Les ONG du secteur social testent la future présidence de l'UE [FR]

Les ONG européennes du secteur social ont présenté un test en neuf points afin d'évaluer la performance de la présidence allemande. 

Les ONG européennes du secteur social ont présenté un test en neuf points afin d’évaluer la performance de la présidence allemande. 

La Plateforme sociale remet aux présidences, en début de mandat, une série de questions d’actualité sur le plan social, en vue de les inciter à prendre des engagements plus concrets.
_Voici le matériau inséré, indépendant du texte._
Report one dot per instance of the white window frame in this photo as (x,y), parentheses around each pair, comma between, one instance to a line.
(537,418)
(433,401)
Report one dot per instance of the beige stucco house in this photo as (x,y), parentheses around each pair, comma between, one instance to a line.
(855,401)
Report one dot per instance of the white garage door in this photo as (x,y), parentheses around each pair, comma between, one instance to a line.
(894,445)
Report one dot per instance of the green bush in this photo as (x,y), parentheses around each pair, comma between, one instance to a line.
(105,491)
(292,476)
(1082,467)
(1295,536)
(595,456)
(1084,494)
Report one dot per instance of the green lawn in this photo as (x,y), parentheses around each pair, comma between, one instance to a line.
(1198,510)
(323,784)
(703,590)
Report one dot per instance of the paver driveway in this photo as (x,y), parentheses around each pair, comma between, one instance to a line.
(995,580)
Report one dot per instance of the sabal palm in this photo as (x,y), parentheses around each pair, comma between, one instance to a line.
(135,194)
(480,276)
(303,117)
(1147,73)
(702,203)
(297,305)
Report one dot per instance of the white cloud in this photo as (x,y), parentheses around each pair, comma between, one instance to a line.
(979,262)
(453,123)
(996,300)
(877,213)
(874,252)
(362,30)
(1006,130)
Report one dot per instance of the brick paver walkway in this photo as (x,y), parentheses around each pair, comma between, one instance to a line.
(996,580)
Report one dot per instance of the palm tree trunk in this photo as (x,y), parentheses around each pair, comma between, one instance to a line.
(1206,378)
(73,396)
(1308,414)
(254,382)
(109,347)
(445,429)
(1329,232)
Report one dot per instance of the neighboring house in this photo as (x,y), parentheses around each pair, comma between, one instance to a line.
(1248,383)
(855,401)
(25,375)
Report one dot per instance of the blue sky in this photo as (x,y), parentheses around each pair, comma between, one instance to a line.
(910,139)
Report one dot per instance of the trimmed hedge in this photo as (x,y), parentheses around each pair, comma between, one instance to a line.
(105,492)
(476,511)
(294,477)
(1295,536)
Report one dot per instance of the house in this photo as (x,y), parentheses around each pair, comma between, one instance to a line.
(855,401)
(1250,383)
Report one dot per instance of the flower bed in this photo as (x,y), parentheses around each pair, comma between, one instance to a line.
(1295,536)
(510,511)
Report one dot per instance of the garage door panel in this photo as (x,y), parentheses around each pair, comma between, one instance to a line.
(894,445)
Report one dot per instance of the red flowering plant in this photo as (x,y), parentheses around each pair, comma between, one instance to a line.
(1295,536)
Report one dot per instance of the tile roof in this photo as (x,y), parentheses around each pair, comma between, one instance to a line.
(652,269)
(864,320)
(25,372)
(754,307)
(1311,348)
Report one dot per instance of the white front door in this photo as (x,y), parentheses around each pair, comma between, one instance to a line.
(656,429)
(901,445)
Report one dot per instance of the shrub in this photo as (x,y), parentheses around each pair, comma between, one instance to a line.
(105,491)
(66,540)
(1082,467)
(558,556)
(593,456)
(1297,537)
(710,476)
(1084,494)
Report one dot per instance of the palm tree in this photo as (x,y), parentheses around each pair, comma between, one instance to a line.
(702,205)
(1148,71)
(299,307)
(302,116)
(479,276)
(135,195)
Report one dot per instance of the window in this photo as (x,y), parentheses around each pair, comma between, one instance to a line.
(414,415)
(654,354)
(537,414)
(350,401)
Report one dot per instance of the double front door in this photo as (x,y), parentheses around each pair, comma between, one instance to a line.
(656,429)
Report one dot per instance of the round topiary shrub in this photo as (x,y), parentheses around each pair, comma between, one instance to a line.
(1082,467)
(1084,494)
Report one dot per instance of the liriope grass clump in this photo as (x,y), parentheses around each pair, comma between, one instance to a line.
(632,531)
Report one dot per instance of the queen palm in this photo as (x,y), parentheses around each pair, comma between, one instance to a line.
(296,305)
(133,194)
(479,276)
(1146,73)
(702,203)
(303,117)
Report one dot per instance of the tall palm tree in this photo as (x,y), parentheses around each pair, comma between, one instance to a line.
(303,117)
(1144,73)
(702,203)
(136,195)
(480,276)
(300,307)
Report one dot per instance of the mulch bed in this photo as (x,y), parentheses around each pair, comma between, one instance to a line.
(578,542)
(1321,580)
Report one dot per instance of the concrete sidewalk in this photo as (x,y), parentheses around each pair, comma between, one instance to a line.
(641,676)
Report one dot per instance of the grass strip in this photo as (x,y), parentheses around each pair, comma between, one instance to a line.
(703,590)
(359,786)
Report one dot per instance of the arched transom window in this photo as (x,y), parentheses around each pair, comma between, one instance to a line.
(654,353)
Les présidences sortantes sont évaluées au travers de ce test qui leur a été soumis six mois plus tôt.

La Plateforme estime que la position de la présidence allemande sur les questions sociales revêt une importance particulière car son mandat coïncide avec la consultation de la Commission sur Moderniser le droit du travail pour relever les défis du XXIe siècle qui, selon les ONG, sera « décisive pour définir une nouvelle approche entre flexibilité et sécurité (flexicurité) sur le marché du travail ».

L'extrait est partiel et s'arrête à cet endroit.